いわば、朝倉選手にとっても格下とはいえ軽視できない相手。
その金剛選手が、自ら望んだスパーリングの舞台で崩れ落ちるまでに要した時間は、わずか12秒。
開始直後、前に出てプレッシャーをかける金剛選手に対し、朝倉選手は一切の慌てを見せない。左ヒザで距離を制し、相手の踏み込みをいなすと、次の瞬間には右フックが正確に顔面を捉えた。コンパクトで無駄のない軌道、そして何より“見えない速さ”。衝撃を受けた金剛選手は、その場で膝から崩れ落ちた。
派手さよりも、むしろ完成度の高さが際立つ一撃だった。
試合ではない。あくまでスパーリング。
それでも、この短い攻防に凝縮されていたのは、トップ戦線に身を置いてきた選手の「判断」と「精度」だ。距離の作り方、間の取り方、そして打つべき瞬間の見極め。いずれもが洗練されており、“一瞬で終わらせる”ための合理性に満ちていた。

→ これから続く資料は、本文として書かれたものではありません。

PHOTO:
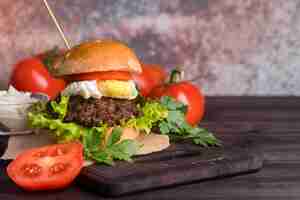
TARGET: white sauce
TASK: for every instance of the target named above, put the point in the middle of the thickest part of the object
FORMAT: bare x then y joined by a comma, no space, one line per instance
86,89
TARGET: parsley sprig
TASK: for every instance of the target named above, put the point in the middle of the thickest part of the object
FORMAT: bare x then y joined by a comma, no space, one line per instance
177,128
114,149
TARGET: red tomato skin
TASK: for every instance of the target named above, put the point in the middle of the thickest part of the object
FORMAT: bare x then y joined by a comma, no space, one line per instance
188,94
152,76
45,182
31,75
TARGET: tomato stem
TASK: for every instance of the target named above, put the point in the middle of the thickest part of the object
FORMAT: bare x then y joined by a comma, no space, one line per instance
175,76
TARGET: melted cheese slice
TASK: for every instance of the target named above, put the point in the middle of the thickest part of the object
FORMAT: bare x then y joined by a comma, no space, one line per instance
97,89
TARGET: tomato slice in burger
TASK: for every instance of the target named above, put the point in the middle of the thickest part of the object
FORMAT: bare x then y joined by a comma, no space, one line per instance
109,75
47,168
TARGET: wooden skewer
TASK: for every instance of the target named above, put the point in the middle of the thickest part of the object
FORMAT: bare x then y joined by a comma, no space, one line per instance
58,26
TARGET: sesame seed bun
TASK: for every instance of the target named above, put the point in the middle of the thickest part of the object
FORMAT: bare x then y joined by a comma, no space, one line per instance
97,56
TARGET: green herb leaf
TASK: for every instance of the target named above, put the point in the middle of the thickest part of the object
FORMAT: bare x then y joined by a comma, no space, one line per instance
114,136
61,107
177,128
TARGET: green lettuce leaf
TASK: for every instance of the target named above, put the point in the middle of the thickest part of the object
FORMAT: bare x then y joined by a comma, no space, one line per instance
60,108
63,131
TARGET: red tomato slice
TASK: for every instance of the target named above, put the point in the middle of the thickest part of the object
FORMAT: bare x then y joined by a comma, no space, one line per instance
109,75
47,168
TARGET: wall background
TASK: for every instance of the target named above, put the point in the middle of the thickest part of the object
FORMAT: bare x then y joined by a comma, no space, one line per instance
229,47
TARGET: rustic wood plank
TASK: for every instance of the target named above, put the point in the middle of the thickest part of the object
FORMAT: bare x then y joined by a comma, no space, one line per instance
274,123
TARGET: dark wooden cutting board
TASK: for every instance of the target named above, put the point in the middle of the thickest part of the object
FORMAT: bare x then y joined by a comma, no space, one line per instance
179,164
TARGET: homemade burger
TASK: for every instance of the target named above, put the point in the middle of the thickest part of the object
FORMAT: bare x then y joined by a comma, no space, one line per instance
102,109
99,116
100,95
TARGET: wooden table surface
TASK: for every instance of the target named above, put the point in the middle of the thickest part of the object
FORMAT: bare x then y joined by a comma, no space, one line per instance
274,123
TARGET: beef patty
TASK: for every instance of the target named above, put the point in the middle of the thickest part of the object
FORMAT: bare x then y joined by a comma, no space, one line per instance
90,112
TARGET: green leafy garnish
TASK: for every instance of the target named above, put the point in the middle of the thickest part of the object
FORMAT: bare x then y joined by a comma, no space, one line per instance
63,131
169,116
177,128
114,149
60,108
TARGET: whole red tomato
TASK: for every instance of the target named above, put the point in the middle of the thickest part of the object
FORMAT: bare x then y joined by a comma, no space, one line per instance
186,93
31,75
152,76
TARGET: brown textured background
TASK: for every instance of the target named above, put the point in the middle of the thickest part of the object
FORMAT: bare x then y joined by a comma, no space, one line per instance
228,47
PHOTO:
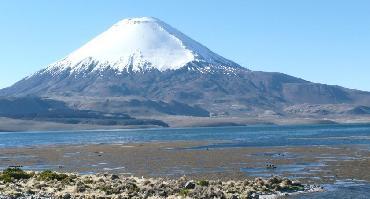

スパー後、金剛選手は「気づいたら天井を見ていた」と語り、その威力とスピードに驚きを隠さなかった。両者は笑顔で握手を交わしたが、その表情の裏には、明確な実力差を認めざるを得ない現実もにじんでいた。
朝倉選手は昨年の大晦日タイトル戦でシェイドライエフ選手からの一方的な打撃・パウンドで敗北を喫して以降、その回復と健康状態について心配される声が多かったが・・・今回の動画の一幕で一蹴した。